Everyone agreed that the creamy furball was the cutest of the pair and we set about trying to catch him on numerous occasions, but he was full of fire and tore up anyone having the misfortune to grab hold of him. Dad and my brother once tried to catch him by wearing heavy-duty suede landscaping gloves and thick coveralls, but the little hell raiser bit right through all those layers and sent my brother to the Urgent Care for stitches.
I gave up on the idea of domesticating either of the kittens at that point, but luckily my Mom didn't and unbeknownst to me continued to work on gaining the trust of the kittens. Any Appalachian mother knows that the way to a person's heart is through their stomach, so she applied the theory to the animal world and sought to feed them away from their mother and the other barn cats. The little cream hellcat wouldn't touch the food, but the black and white fluffball was agreeable and soon was dining on sumptuous chicken, leftover meatloaf and sausage gravy. Over time he began to seek out my Mom to get "the good stuff," and Mom began moving his meal a little closer to the house each day. She always left him alone when he was eating, and soon he was no longer afraid. He trusted her enough that before too long she had coaxed him inside the house, always letting him return to the outdoors when he was finished with his meal.

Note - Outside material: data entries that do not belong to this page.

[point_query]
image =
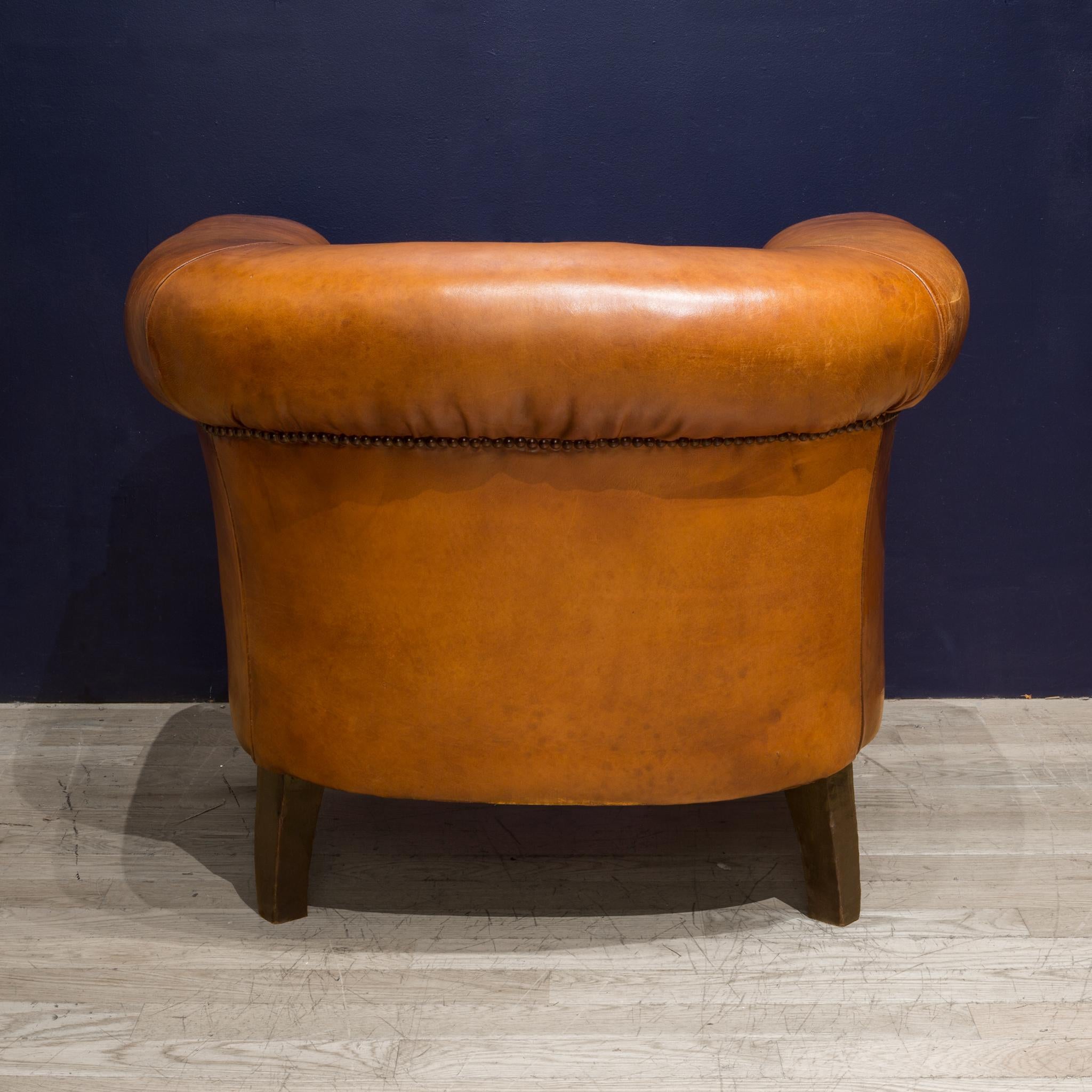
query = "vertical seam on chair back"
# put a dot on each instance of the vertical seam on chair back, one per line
(881, 457)
(243, 603)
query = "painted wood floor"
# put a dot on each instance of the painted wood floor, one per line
(454, 947)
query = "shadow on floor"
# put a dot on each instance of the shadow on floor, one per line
(457, 860)
(192, 790)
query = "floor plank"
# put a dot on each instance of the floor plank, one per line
(463, 947)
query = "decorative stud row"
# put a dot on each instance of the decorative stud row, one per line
(531, 444)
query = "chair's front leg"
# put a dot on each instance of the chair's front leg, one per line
(826, 818)
(285, 817)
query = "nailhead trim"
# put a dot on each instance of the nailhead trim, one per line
(526, 444)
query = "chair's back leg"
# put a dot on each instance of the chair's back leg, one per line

Then came the day he was not allowed back outside! Of course he didn't like it, and let his displeasure be known by dashing into the basement to hide. No amount of delicious smelling food could entice him out of his hiding spot. It's a wonder that he didn't take the initiative and race out the door whenever it opened, but he opted instead to remain firmly ensconced under the stairway in the basement, hiding among the dusty bottles of home made wine and canned tomatoes.
The little black powder puff with big eyes was presented to me on Christmas Eve, 1986. He didn't struggle when I held him for a cuddle, and he didn't run away when I placed him on the living room carpet and had my picture taken with him. He was more interested in the crinkly paper, gaily coloured ribbon and piles of boxes that littered the floor after the gifting melee. Realizing that he wanted to play, I dragged the ribbon along the carpet and he pounced over and over, making us all laugh with delight. One might assume that his spirit had been broken and he had been "tamed," but although he allowed himself to be domesticated, he remained a highly spirited, proud and demanding cat until the day he died.

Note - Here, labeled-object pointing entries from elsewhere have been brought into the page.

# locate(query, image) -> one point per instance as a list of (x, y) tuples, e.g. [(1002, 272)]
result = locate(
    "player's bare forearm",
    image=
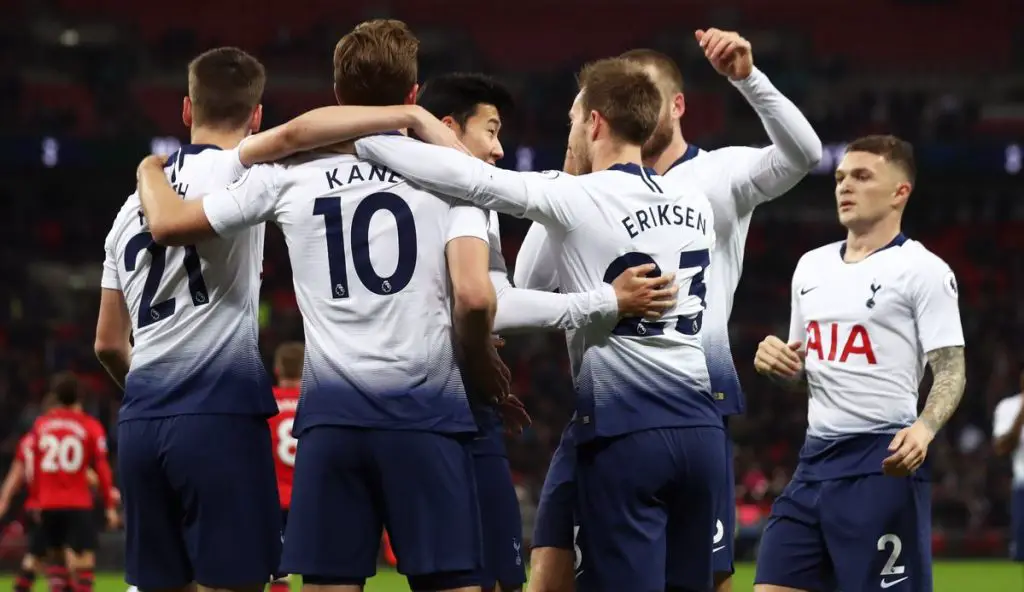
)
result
[(172, 221), (322, 127), (949, 371)]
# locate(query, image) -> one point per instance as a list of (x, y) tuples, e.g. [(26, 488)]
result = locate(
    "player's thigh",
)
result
[(793, 552), (1017, 523), (552, 569), (697, 502), (156, 556), (334, 523), (430, 506), (623, 515), (501, 523), (553, 525), (221, 466), (879, 533)]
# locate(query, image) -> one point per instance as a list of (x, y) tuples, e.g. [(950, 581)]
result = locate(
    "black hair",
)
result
[(459, 94)]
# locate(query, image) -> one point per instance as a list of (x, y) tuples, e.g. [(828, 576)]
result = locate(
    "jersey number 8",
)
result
[(637, 327), (330, 208), (150, 311)]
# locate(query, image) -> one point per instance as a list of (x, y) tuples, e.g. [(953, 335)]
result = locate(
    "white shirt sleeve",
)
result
[(110, 278), (520, 309), (1006, 413), (247, 202), (550, 198), (934, 297), (795, 151), (536, 267), (466, 220)]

My parents had thoughtfully picked up some kitty supplies they knew I would need: a little plastic food and water dish combo, a small kitty litter box, a week's supply of canned food, a bag of kibble and a bag of kitty litter. Mom had even made a bed for him and decorated it with pictures of cats. I placed the little black kitten into the box with his goodies and carried him to my house, several houses away.
No sooner had I plucked him from the box and placed him gently down in his new home than he raced behind the Christmas tree in the corner of the lounge and took a wet, messy dump all over the tree skirt. It was a total loss. He sat and watched with tilted head as I bagged it up and carried it outside to the garbage, looking on as I placed his new litter box in the laundry room and poured in the litter. Although he was obviously curious, he hung back as if unsure about the new development. I picked him up and placed him into the litter box and I could see the little kitty light bulb crackling to life in his head. He scratched around in the box for a few seconds, and got down to business. If only potty training children was as easy!
I fretted a lot about what to name him. He had to have a special name, not a regular cat name like Morris or Felix or (heaven forbid) Garfield. My good friend and fellow Fleetwood Mac fanatic Craig implored me to name my "first born" after our beloved coke-addled songstress Stevie Nicks, and since I couldn't bring myself to call him Stevie, I named him Nick. A sleepless night later I added to his name.
I had put him in the garage the first night after he came to live with me because I wasn't sure he should be unsupervised in the house overnight (I wasn't yet convinced that he was litter trained, afterall), and I knew he couldn't get into much trouble in the garage, plus I'd placed his bed out there, thinking that he'd like the garage since it would remind him of the barn. But he cried so loudly that he could be heard despite the barriers of a garage door, the kitchen and hallway, my closed bedroom door and a pillow over my ears. He yowled and cried and scratched at the door with such desperation that I was forced to lie in bed listening to him, and pretty soon one of my favorite Robyn Hitchcock songs was playing endlessly in my head. I took it as a sign and added Higson to his name.
Higson Nick never spent another night in the garage.